PQ7296 .J6 A6 1689 superv’d / Leslie Weil Memorial Fund

Our second acquisition was published the following year in Madrid and is nothing less than the first book of Sor Juana Inés de la Cruz, widely regarded today as the first published feminist of the New World. A child prodigy who was born in Mexico in the middle of the seventeenth century, Sor Juana has been lauded as the most outstanding writer of the Spanish American colonial period. In the twentieth century, scholars rediscovered her poetry, and she is now taught as part of the Baroque literary canon, including here at UNC Chapel Hill. Indeed, UNC’s Prof. Rosa Perelmuter is the author of two books on Sor Juana: Noche intelectual: la oscuridad idiomática en el Primero sueño (Mexico, 1982), and Los límites de la femineidad en Sor Juana Inés de la Cruz: estrategías retóricas y recepción literaria (Pamplona, 2004).

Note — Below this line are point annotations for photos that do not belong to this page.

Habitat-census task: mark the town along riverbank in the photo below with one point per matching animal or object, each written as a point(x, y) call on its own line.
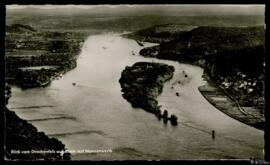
point(217, 50)
point(24, 142)
point(143, 82)
point(35, 57)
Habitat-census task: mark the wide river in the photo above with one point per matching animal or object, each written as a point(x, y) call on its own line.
point(92, 115)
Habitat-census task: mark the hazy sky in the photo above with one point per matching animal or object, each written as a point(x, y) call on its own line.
point(179, 9)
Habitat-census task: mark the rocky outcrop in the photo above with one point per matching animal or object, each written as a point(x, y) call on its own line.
point(143, 82)
point(24, 142)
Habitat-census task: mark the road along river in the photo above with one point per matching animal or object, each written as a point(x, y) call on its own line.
point(92, 115)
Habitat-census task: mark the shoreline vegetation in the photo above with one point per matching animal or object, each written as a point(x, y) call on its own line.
point(142, 83)
point(34, 57)
point(24, 142)
point(226, 63)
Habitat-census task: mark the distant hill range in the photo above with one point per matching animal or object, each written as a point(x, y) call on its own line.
point(227, 48)
point(17, 28)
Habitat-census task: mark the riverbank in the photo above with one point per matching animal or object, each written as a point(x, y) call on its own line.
point(222, 63)
point(143, 82)
point(225, 103)
point(29, 54)
point(24, 142)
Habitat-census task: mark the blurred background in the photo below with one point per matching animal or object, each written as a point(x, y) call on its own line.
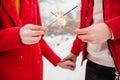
point(60, 35)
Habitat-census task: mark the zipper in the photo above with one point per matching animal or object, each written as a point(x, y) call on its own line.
point(117, 77)
point(117, 74)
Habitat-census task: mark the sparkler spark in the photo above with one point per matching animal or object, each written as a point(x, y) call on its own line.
point(60, 18)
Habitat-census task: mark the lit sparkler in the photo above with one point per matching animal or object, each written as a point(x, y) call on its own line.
point(60, 18)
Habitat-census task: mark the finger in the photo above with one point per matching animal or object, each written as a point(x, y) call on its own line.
point(70, 68)
point(83, 37)
point(35, 39)
point(80, 31)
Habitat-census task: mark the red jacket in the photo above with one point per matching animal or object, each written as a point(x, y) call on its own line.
point(111, 18)
point(17, 61)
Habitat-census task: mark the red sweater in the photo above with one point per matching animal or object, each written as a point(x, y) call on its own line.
point(17, 61)
point(111, 18)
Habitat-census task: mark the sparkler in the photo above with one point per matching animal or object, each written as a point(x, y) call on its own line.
point(60, 18)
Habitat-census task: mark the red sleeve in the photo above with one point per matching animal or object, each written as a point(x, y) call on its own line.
point(114, 25)
point(49, 53)
point(76, 48)
point(9, 39)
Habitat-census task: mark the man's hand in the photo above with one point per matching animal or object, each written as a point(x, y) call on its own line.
point(97, 33)
point(31, 34)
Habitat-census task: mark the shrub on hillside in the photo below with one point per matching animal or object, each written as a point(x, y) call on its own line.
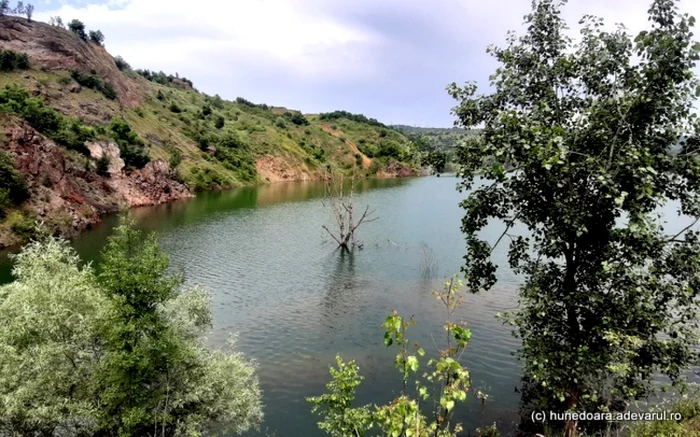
point(90, 80)
point(97, 37)
point(102, 165)
point(131, 146)
point(13, 189)
point(78, 28)
point(121, 64)
point(296, 118)
point(65, 132)
point(11, 60)
point(115, 350)
point(328, 116)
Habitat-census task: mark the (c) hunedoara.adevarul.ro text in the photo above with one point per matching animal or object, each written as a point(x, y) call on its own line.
point(627, 416)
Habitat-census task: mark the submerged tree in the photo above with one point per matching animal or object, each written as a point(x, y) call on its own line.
point(342, 206)
point(582, 142)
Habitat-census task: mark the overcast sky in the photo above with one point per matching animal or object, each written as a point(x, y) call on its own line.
point(387, 59)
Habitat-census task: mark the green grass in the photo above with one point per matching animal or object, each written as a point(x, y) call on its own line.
point(307, 148)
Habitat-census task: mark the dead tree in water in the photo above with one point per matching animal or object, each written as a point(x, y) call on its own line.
point(343, 210)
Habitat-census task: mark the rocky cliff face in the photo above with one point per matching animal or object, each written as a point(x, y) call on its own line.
point(68, 195)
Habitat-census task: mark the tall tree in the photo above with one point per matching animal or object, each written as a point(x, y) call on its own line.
point(581, 143)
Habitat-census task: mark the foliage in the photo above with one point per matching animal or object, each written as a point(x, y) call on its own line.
point(219, 123)
point(91, 81)
point(11, 60)
point(121, 63)
point(97, 37)
point(57, 21)
point(296, 118)
point(436, 159)
point(117, 352)
point(102, 165)
point(403, 416)
point(12, 185)
point(175, 158)
point(77, 27)
point(29, 12)
point(68, 133)
point(248, 103)
point(49, 338)
point(335, 115)
point(131, 146)
point(162, 78)
point(588, 131)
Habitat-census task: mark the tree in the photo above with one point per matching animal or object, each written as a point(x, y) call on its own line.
point(581, 143)
point(97, 37)
point(56, 21)
point(120, 352)
point(343, 208)
point(77, 27)
point(50, 340)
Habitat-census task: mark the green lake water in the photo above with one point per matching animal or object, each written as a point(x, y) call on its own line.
point(295, 302)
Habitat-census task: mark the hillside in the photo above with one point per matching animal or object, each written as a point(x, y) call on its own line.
point(434, 137)
point(82, 135)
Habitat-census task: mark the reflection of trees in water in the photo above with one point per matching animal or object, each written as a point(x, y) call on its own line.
point(340, 297)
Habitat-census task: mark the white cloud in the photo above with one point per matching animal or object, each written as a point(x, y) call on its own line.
point(170, 33)
point(389, 59)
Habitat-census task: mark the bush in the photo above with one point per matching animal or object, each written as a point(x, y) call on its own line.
point(347, 115)
point(12, 185)
point(296, 118)
point(219, 123)
point(65, 132)
point(78, 28)
point(97, 37)
point(131, 147)
point(121, 64)
point(102, 165)
point(175, 158)
point(22, 225)
point(120, 348)
point(11, 60)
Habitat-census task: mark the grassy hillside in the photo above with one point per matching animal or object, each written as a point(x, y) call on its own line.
point(214, 142)
point(59, 89)
point(436, 138)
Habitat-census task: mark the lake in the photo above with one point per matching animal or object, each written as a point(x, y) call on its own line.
point(295, 301)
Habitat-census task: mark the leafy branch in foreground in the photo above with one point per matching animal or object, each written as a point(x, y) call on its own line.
point(444, 382)
point(598, 133)
point(116, 352)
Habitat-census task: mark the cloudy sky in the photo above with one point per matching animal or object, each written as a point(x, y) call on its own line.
point(387, 59)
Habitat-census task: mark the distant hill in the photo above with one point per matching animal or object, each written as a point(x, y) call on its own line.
point(436, 137)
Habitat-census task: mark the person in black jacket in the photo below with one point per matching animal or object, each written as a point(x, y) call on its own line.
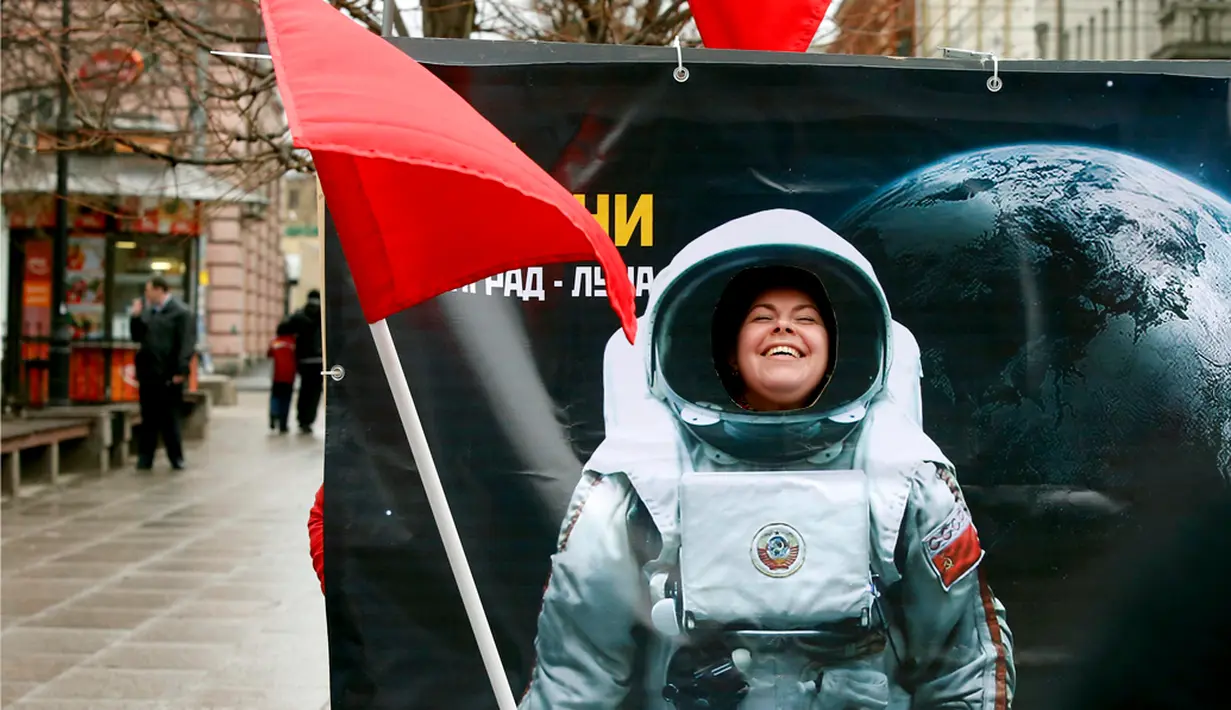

The volume that the Rare Book Collection has purchased is, quite wonderful to say, the first edition of Sor Juana’s first book, Inundación castálida de la única poetisa, musa dézima, Soror Juana Inés de la Cruz, religiosa professa en el Monasterio de San Gerónimo de la Imperial Ciudad de México (Madrid, 1689). This rare edition is truly a touchstone for those studying Spanish and New World literature, and we look forward to sharing it with students and scholars.

Both  Inundación castálida and Barker’s Poetical Recreations build upon RBC’s strong holdings of women writers and give witness to the enormous literary contributions of women over the centuries.